Researchers say the lack of diversity at NZ universities and Crown research institutes threatens the potential of our science workforce.

Māori and Pasifika scientists are "severely underrepresented" in New Zealand's universities and Crown Research Institutes (CRIs), a new report has found. 

Lead author Tara McAllister says without "purposeful and urgent actions ... these numbers will remain dismally low for generations to come".

One university hadn't employed a single Māori or Pasifika academic in science between 2008 and 2018, the research found.

Meanwhile the university with the most Māori and Pasifika staff had just 6.4 per cent Māori and 4.8 per cent Pasifika academic staff in science.

Gathering the data wasn't easy, with some institutions responding with "hostility and racist remarks", the researchers say.

An agreement to anonymise the data meant 14 of New Zealand's 15 universities and CRIs eventually took part. 

Two universities that weren't able to provide the data for the full 11-year period cited issues including lack of an historic record and that staff "change their ethnicity".

In the scathing report, the researchers say Māori and Pasifika scientists are "severely underrepresented" and there's been "very little change" in the last 11 years.

The researchers also addressed the issues for Māori and Pasifika academics, writing: "Before even considering the data presented below, we must acknowledge and highlight that science faculties within universities are generally not safe and inclusive environments for Māori and Pasifika academic staff."

"Importantly, there were no significant differences between the percentage of Māori FTEs in 2008 and 2018 [at universities]... Thus, meaning that over 11 years there has been no improvement in Māori representation in science faculties," the report says.

The researchers say "urgent responses are needed" to help retain, promote and support Māori and Pasifika scientists.

"The solutions importantly do not simply lie with getting more Māori and Pacific scientists into a science system, that was never made for us, but also addressing and removing the systematic barriers, which continue to marginalise us and make working in universities and CRIs as Indigenous scientists extremely difficult," Dr McAllister says.

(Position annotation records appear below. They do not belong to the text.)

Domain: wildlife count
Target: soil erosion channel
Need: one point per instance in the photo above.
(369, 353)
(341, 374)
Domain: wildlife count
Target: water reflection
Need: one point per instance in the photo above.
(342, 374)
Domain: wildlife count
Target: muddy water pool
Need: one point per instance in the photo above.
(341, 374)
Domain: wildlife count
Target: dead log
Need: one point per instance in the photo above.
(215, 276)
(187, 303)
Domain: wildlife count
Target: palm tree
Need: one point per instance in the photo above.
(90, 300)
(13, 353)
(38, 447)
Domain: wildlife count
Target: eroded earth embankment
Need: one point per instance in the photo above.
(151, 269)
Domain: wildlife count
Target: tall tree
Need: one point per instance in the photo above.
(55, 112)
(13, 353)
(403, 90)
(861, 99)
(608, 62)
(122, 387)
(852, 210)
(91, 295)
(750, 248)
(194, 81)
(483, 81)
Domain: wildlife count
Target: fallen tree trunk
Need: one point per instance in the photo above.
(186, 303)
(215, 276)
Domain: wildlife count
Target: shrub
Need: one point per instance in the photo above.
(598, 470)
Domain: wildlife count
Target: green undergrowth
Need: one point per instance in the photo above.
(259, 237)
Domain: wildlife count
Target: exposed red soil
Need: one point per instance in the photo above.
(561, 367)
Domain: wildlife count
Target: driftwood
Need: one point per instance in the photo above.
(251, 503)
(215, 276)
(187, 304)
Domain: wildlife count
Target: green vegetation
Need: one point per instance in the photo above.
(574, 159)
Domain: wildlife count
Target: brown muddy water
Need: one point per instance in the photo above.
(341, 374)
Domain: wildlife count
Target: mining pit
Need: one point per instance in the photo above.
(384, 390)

Meanwhile the HR departments at the institutions show a "significant lack of understanding and reflection ... about ethnicity and diversity".

"If you do not employ any Pasifika scientists yet do ‘a lot of work in the Pacific’, you do not have a ‘diverse ethnic demographic’ of staff," the researchers say.

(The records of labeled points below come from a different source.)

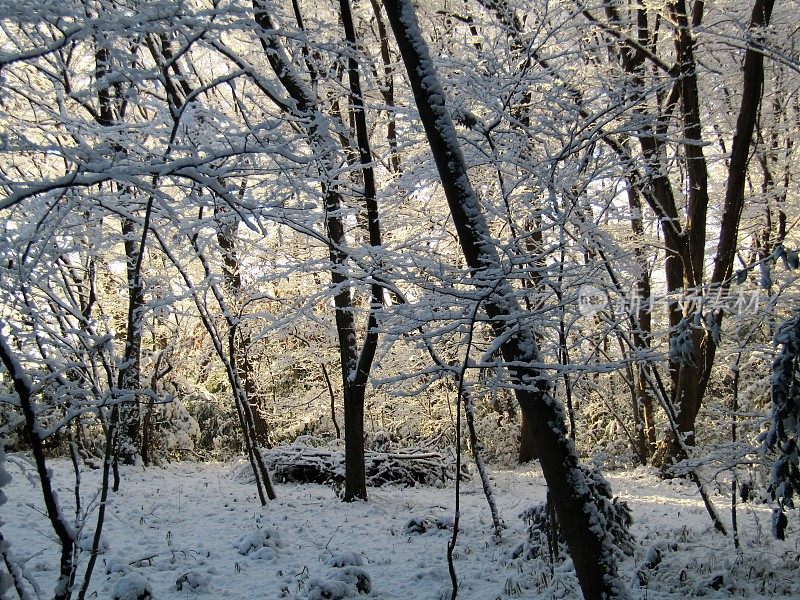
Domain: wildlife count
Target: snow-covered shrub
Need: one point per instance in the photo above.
(303, 464)
(544, 532)
(349, 558)
(784, 432)
(219, 429)
(193, 581)
(132, 586)
(342, 583)
(5, 578)
(255, 540)
(417, 525)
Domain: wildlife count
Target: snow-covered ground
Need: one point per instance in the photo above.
(198, 531)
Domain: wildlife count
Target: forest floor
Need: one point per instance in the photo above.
(200, 527)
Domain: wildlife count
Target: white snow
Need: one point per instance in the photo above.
(196, 530)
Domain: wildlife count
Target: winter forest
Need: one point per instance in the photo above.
(399, 299)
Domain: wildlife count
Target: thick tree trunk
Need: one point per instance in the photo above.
(227, 224)
(130, 371)
(355, 364)
(590, 548)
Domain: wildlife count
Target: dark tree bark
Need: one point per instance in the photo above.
(590, 549)
(355, 364)
(66, 538)
(128, 380)
(227, 224)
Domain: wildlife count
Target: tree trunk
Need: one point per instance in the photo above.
(227, 224)
(590, 548)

"It indicates that their work environments may not be culturally safe spaces and rather than institutions claiming to employ a ‘very diverse ethnic demographic of staff’ when they in fact do not, they should put more effort into ensuring cultural safety of Māori and Pasifika scientists and work towards removing institutional barriers that prevent them from entering, staying and progressing in these institutions."

In response to the paper, University of Auckland Associate Professor Nicola Gaston was firm: "This is not a pipeline issue, it is a racism issue."

"Even the extent to which I, as a Pākehā scientist, feel able to comment on this while some of my Māori and Pasifika colleagues do not, is structural racism," she says.

"We are all the poorer for the exclusion of talented Māori and Pasifika researchers from science.

"This realisation — which speaks to the extent to which the few Māori scientists we have are seriously overworked — only doubles the absolute shame which we should all feel, faced with these numbers."

The paper was published in the Journal of the Royal Society of New Zealand today, and was funded by the Ministry for Business, Innovation and Employment and the Prime Minister's Chief Science Advisor.